The paper's work on the temporal commensense is great, however, I have some problems with regard to the formatted tranning data that you provide in the Google Drive, here is the example:

[CLS] [MASK] [MASK] [MASK] [MASK] [MASK] [MASK] [MASK] [MASK] [MASK] [MASK] [MASK] [MASK] [MASK] [MASK] [MASK] [MASK] [MASK] [MASK] [SEP] [MASK] [MASK] liquid eye ##liner and leopard - print under [MASK] ##ments , her [MASK] [MASK] steel ##y [MASK] [MASK] thin [MASK] like [MASK] [MASK] [MASK] result of [MASK] 20 ##- [MASK] ##und [MASK] [MASK] [MASK] she [unused500] curls [MASK] [SEP] [MASK] [MASK] [MASK] [MASK] [MASK] [MASK] [MASK] [MASK] [MASK] [MASK] [MASK] [MASK] [MASK] [MASK] [MASK] [MASK] [MASK] [MASK] [MASK] [MASK] [MASK] [MASK] [MASK] [MASK] [SEP] [unused500] [unused502] [unused45] [SEP] -1 43 44 45 46 47 48 49 50 51 120 121 122 7.670003601399247e-05 0.010977975780067789 0.17749198395637333 0.3423587734906385 0.26762063340149095 0.1613272650199883 0.03558053856215351 0.004304815288057253 0.00026131446521643803 0.0 0.0 0.0 -1 -1 -1 -1 -1 -1 -1 -1 -1 -1 -1 -1 -1 -1 -1 -1 -1 -1 -1 -1 4218 2014 6381 -1 -1 -1 -1 -1 -1 -1 6843 8163 1010 -1 9128 2003 -1 -1 1010 2014 -1 2608 -1 14607 1010 1996 -1 -1 1996 -1 -1 6873 -1 3347 17327 2015 -1 -1 -1 1012 -1 -1 -1 -1 -1 -1 -1 -1 -1 -1 -1 -1 -1 -1 -1 -1 -1 -1 -1 -1 -1 -1 -1 -1 -1 -1 -1 -1 -1 -1 -1 -1 -1 -1 -1 -1 -1 -1 -1 -1 -1 -1 -1 -1 -1 -1 -1 -1 -1 -1 -1 -1 -1 -1 -1 -1 -1 -1 -1 -1 -1 -1 -1 -1 -1 -1 -1 -1

1.I guess you masked the event in the sentence that I quoted here, but does the TacoLM could really predict so many masked words correctly? I don't think any human being could guess the [MASK] words in this sentence with so little information given.

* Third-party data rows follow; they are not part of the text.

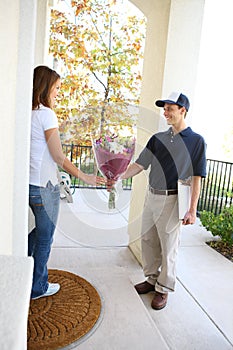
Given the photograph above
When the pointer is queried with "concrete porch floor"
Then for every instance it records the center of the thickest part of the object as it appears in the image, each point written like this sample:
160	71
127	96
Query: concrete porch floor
93	243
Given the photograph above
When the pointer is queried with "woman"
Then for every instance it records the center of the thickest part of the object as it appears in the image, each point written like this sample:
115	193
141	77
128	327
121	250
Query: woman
44	195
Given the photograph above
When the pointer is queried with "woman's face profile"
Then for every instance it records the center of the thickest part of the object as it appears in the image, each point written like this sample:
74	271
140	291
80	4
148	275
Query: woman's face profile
54	92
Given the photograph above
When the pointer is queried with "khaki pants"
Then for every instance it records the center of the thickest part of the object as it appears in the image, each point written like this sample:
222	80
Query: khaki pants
160	240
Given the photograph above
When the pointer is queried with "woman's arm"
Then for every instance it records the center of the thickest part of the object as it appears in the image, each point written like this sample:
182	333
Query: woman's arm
190	216
55	148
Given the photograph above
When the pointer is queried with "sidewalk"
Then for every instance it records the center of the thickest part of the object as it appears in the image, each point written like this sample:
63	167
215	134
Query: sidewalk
92	243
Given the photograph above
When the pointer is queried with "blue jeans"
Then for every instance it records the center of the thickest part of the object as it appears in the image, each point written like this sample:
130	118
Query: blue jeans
44	202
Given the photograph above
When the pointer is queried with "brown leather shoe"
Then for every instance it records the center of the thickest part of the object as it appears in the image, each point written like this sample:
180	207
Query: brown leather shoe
144	287
159	301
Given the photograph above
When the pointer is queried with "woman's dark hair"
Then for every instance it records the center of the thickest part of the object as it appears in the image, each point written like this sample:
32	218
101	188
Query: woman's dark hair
43	80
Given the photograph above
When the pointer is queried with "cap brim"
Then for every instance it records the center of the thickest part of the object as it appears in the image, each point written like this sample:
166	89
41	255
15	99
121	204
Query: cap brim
161	103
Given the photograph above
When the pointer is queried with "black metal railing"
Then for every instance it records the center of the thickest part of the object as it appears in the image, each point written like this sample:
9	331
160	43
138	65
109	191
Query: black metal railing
217	187
216	191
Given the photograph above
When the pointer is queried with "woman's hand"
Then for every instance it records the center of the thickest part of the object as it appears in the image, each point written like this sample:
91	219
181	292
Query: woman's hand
94	180
189	218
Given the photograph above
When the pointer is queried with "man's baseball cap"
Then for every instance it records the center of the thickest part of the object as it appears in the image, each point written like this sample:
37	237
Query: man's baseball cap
175	98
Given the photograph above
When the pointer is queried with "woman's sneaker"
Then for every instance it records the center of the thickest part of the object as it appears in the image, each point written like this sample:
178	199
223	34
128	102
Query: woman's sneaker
53	288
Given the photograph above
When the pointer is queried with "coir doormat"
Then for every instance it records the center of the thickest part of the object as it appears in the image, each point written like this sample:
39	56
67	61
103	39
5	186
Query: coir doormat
56	321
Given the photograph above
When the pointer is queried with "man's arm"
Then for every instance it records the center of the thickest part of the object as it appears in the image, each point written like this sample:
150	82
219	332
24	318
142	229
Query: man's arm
190	216
132	170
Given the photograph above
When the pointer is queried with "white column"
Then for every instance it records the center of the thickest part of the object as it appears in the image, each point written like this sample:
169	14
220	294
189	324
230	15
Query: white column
17	35
42	32
183	49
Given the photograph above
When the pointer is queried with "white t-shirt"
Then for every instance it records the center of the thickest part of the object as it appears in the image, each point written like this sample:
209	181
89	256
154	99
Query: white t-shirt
42	166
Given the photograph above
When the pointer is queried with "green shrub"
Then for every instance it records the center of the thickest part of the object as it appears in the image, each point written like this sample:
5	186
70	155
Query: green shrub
220	225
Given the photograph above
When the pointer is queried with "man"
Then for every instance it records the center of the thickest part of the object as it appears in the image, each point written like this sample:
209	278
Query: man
177	153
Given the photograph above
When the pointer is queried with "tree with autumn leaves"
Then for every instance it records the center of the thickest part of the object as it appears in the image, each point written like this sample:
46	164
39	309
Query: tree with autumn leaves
98	49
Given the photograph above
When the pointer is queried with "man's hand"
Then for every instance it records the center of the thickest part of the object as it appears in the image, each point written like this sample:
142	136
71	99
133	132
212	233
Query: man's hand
189	218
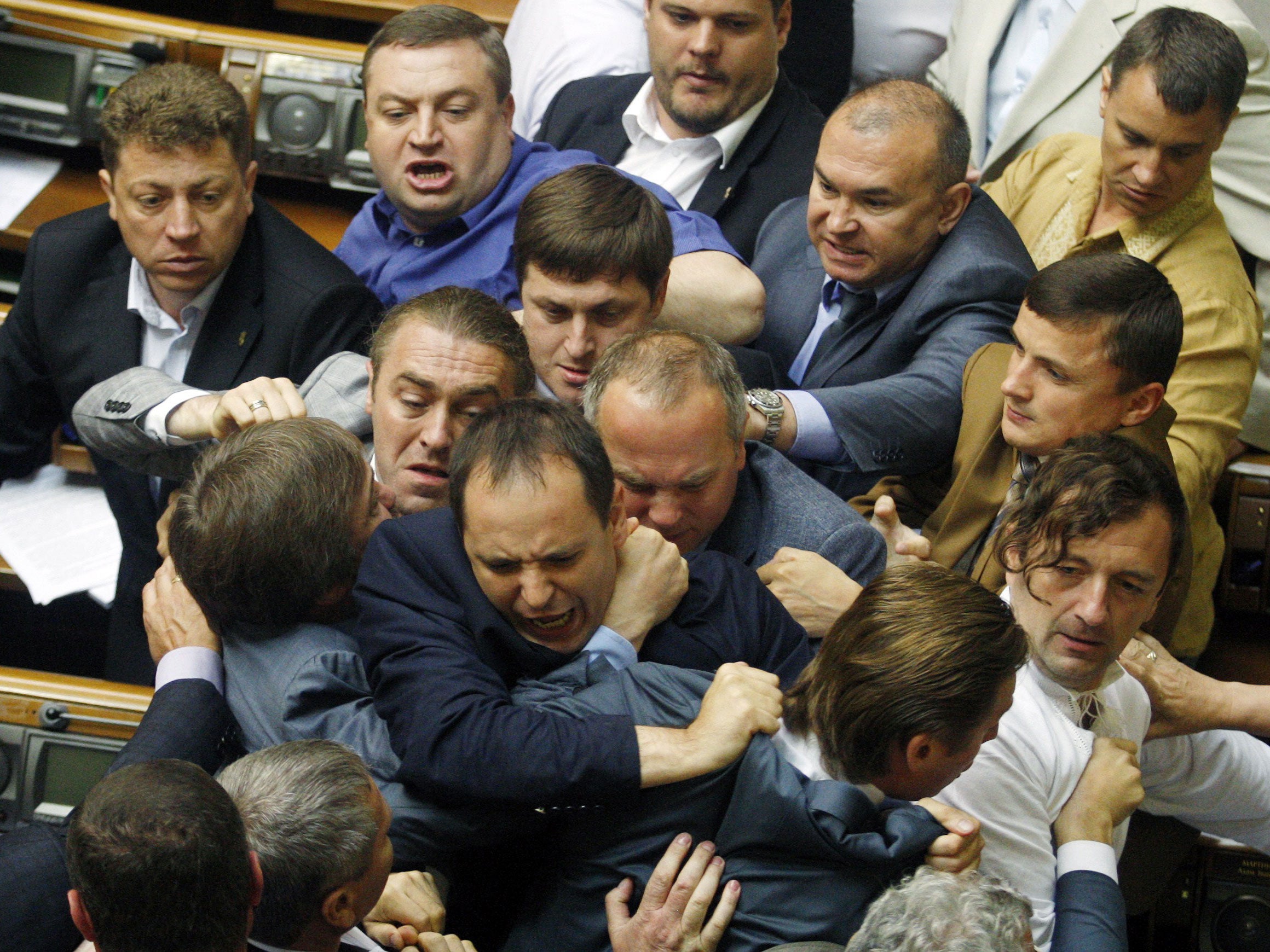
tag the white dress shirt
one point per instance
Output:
(1219, 781)
(1034, 30)
(167, 344)
(679, 165)
(553, 42)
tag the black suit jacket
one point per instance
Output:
(441, 661)
(774, 161)
(187, 720)
(286, 304)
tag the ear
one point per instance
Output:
(338, 909)
(107, 184)
(80, 917)
(1142, 404)
(957, 200)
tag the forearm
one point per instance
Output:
(714, 294)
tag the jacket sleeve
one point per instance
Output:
(451, 716)
(1089, 914)
(30, 405)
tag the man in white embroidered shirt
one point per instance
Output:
(1088, 552)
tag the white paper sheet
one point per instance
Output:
(57, 533)
(22, 178)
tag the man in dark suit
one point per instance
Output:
(879, 287)
(182, 271)
(717, 124)
(515, 579)
(671, 409)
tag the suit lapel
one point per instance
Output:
(1080, 54)
(234, 323)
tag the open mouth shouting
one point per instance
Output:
(430, 176)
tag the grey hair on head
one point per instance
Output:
(940, 912)
(310, 816)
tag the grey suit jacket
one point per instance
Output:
(810, 855)
(892, 386)
(778, 504)
(109, 415)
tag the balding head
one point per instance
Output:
(890, 183)
(903, 105)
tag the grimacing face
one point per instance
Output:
(541, 555)
(875, 211)
(712, 60)
(181, 212)
(437, 135)
(569, 326)
(677, 467)
(1152, 158)
(1081, 613)
(430, 387)
(1061, 385)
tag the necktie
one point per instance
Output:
(855, 305)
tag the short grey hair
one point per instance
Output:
(663, 365)
(310, 816)
(940, 912)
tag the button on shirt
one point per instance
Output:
(1034, 30)
(474, 249)
(679, 165)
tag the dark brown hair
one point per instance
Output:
(172, 106)
(590, 223)
(159, 856)
(513, 439)
(465, 314)
(264, 527)
(922, 651)
(1093, 483)
(434, 25)
(1130, 300)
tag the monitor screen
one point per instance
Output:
(42, 76)
(70, 772)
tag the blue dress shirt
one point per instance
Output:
(475, 249)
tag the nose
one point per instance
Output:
(536, 588)
(182, 223)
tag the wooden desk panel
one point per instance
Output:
(497, 12)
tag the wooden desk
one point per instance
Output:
(77, 188)
(497, 12)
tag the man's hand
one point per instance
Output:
(903, 545)
(652, 578)
(1109, 790)
(409, 907)
(672, 914)
(215, 417)
(812, 588)
(172, 616)
(1183, 701)
(958, 850)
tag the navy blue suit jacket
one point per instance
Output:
(892, 386)
(187, 720)
(442, 661)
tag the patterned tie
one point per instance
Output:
(855, 305)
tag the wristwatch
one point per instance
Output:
(770, 405)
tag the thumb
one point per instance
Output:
(615, 904)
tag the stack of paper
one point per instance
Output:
(57, 533)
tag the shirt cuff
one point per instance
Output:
(157, 419)
(816, 438)
(191, 661)
(613, 648)
(1088, 855)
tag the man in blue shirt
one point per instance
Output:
(438, 118)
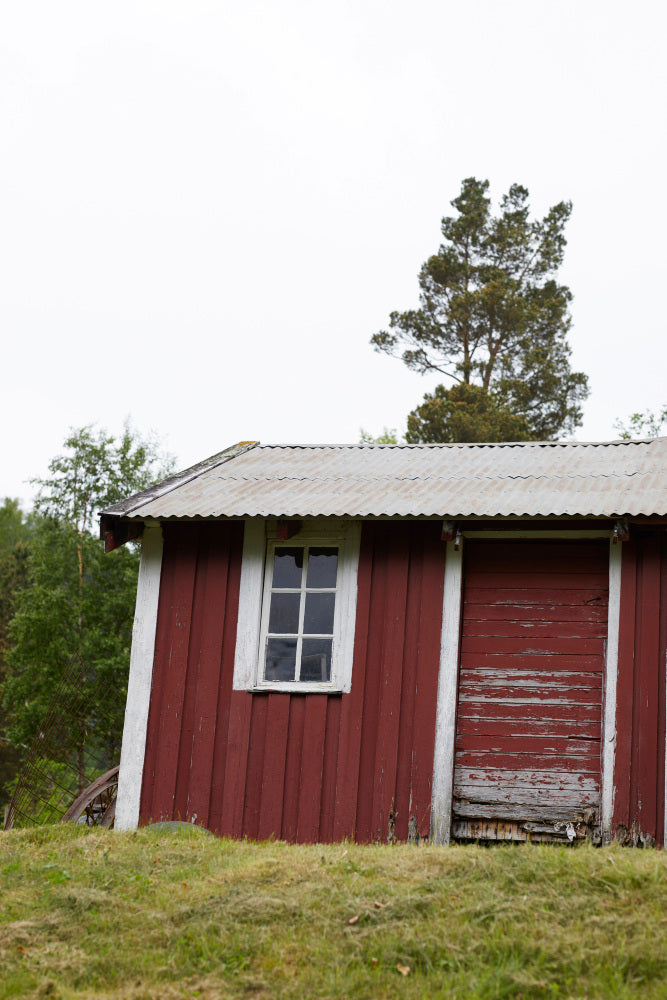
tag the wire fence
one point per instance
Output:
(66, 755)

2.The 'unuse' token that you described in your paper is used to construct 1-to-1 mapping to the new dictionary. But how could I know what the 'unuse' token really means?

Why there is a always a number attached to the end of the sentence, like the '-1' attached to the '[SEP]' token ? In other exapmles. the number could be 79,43 and so on, what does this number actually mean?

4.After the '-1', there are still several numbers following, which based on the space between them, I don't think they are in the same group with the '-1' that I mentioned in Q3, what does these numbers mean?

5.What does the float number mean after these numbers?

6.The final numbers -1 -1 -1 ..... ， I guess these are attention tokens? But it does not correspond to the HuggingFace's attention encoding, which is 1 for attention and 0 for no attention.

7.How does the whole tranning data form the (event, value, dimension) tuple in this case?